CCCW-DivFac Seminar – Wednesday 26 November 2025, 4 pm
The Meaning of the Atom Bomb: Takashi Nagai and Nagasaki
Dr Alastair Lockhardt, University of Cambridge
Wednesday 26 November 2025, 4.00–5.30pm GMT
Lightfoot Room, Faculty of Divinity, West Road & Online
On 23 November 1945, near the ruins of the Cathedral of the Assumption in Nagasaki, Dr. Takashi Nagai – himself a victim of the explosion – delivered a funeral address for 8,000 Catholic victims of the atomic bomb that had been detonated over the city four months earlier. The address offered a penetrating and arresting account of the deaths as a sacrifice for the ending the World War. This paper sets Nagai’s eulogy in the context of his wider account of the nuclear attack on the city – The Bells of Nagasaki (1984 in English, originally published in Japanese as Nagasaki no Kane in 1949) – and the longer history of Nagasaki as the preeminent Christian and Catholic city of Japan. The discussion explores the theodicy of the bomb offered by Nagai to examine some of the theological tensions it contains.

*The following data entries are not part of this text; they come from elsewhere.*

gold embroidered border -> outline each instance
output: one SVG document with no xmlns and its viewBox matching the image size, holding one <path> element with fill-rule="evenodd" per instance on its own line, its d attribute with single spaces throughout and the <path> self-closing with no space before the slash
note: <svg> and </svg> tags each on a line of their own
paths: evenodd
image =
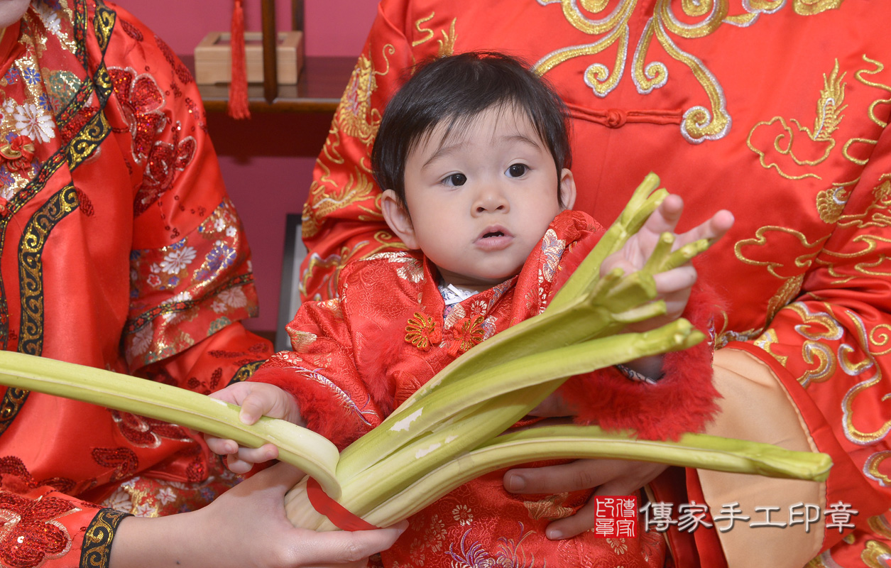
<svg viewBox="0 0 891 568">
<path fill-rule="evenodd" d="M 111 81 L 105 68 L 104 53 L 108 47 L 108 41 L 110 38 L 111 29 L 114 27 L 116 14 L 113 11 L 105 8 L 102 2 L 97 3 L 97 14 L 101 12 L 102 21 L 96 24 L 97 38 L 102 49 L 103 58 L 100 62 L 95 77 L 93 80 L 84 81 L 78 93 L 72 97 L 70 103 L 59 114 L 58 121 L 60 128 L 70 118 L 78 115 L 80 109 L 92 98 L 95 92 L 99 101 L 100 110 L 90 119 L 86 127 L 81 129 L 72 140 L 62 148 L 60 148 L 54 154 L 46 160 L 40 171 L 30 184 L 16 193 L 15 197 L 7 205 L 9 214 L 0 218 L 0 254 L 3 253 L 3 243 L 9 219 L 12 218 L 29 201 L 40 193 L 46 185 L 50 178 L 55 175 L 59 168 L 63 163 L 68 163 L 69 169 L 73 170 L 89 157 L 93 152 L 102 144 L 102 140 L 110 133 L 111 129 L 105 119 L 102 109 L 105 107 L 109 97 L 112 93 Z M 84 38 L 86 33 L 86 8 L 82 1 L 78 1 L 74 16 L 74 32 L 78 37 L 81 47 L 84 45 Z M 81 51 L 84 51 L 83 49 Z M 86 51 L 84 51 L 86 57 Z M 86 69 L 86 61 L 85 69 Z M 4 292 L 3 275 L 0 274 L 0 313 L 9 313 L 6 304 L 6 296 Z M 0 349 L 6 349 L 9 342 L 8 322 L 0 325 Z M 2 433 L 0 430 L 0 433 Z"/>
<path fill-rule="evenodd" d="M 120 522 L 128 516 L 132 515 L 114 509 L 99 510 L 84 533 L 80 568 L 108 568 L 115 531 Z"/>
</svg>

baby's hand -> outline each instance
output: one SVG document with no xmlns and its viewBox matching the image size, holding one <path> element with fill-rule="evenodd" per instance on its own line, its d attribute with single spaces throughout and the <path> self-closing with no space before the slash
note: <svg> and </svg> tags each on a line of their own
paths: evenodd
<svg viewBox="0 0 891 568">
<path fill-rule="evenodd" d="M 642 268 L 656 248 L 659 236 L 666 232 L 674 232 L 683 211 L 683 200 L 680 195 L 672 194 L 666 197 L 641 230 L 628 239 L 622 250 L 603 260 L 601 274 L 607 274 L 616 268 L 622 268 L 625 274 Z M 699 239 L 712 241 L 720 239 L 732 226 L 733 215 L 726 210 L 721 210 L 705 223 L 686 233 L 677 235 L 672 250 L 677 250 Z M 696 268 L 692 264 L 687 263 L 656 275 L 655 280 L 657 299 L 665 300 L 666 315 L 629 325 L 629 331 L 655 329 L 680 317 L 687 306 L 691 289 L 696 284 Z"/>
<path fill-rule="evenodd" d="M 212 393 L 210 397 L 241 407 L 238 417 L 246 424 L 255 424 L 261 416 L 266 416 L 303 425 L 294 397 L 273 384 L 236 383 Z M 245 448 L 239 446 L 234 440 L 207 434 L 204 440 L 210 451 L 226 457 L 226 465 L 235 473 L 247 473 L 254 464 L 278 457 L 278 448 L 273 444 Z"/>
</svg>

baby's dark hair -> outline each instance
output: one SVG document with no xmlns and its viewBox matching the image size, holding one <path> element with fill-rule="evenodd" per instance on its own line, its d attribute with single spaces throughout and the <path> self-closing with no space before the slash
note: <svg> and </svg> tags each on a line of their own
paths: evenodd
<svg viewBox="0 0 891 568">
<path fill-rule="evenodd" d="M 558 179 L 563 169 L 571 166 L 566 105 L 520 60 L 495 52 L 468 52 L 428 60 L 414 71 L 387 105 L 372 150 L 378 184 L 396 192 L 402 205 L 405 163 L 412 150 L 438 124 L 446 123 L 448 136 L 490 108 L 526 115 L 553 156 Z M 563 207 L 560 192 L 557 199 Z"/>
</svg>

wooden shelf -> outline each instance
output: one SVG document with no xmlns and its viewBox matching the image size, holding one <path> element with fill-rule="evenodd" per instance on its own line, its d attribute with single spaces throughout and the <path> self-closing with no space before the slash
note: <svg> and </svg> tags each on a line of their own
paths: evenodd
<svg viewBox="0 0 891 568">
<path fill-rule="evenodd" d="M 182 55 L 183 62 L 194 72 L 194 57 Z M 264 98 L 264 86 L 248 86 L 251 112 L 334 112 L 349 82 L 355 57 L 307 57 L 297 85 L 279 85 L 272 103 Z M 229 99 L 226 84 L 199 85 L 208 112 L 225 112 Z"/>
</svg>

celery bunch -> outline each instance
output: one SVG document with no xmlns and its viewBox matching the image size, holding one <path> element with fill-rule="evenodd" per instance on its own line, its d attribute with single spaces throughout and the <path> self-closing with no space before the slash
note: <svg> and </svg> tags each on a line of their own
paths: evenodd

Dr Alastair Lockhart is a member of the Faculty of Divinity in the University of Cambridge, a Fellow of Churchill College, and Director of Studies in Theology at Hughes Hall. His work focusses on the historical and conceptual study of religion and belief in the twentieth century, with particular research interests in apocalypticism and related movements and the psychology of religion. He is author of several works including the monograph Personal Religion and Spiritual Healing: The Panacea Society in the Twentieth Century (SUNY, 2019).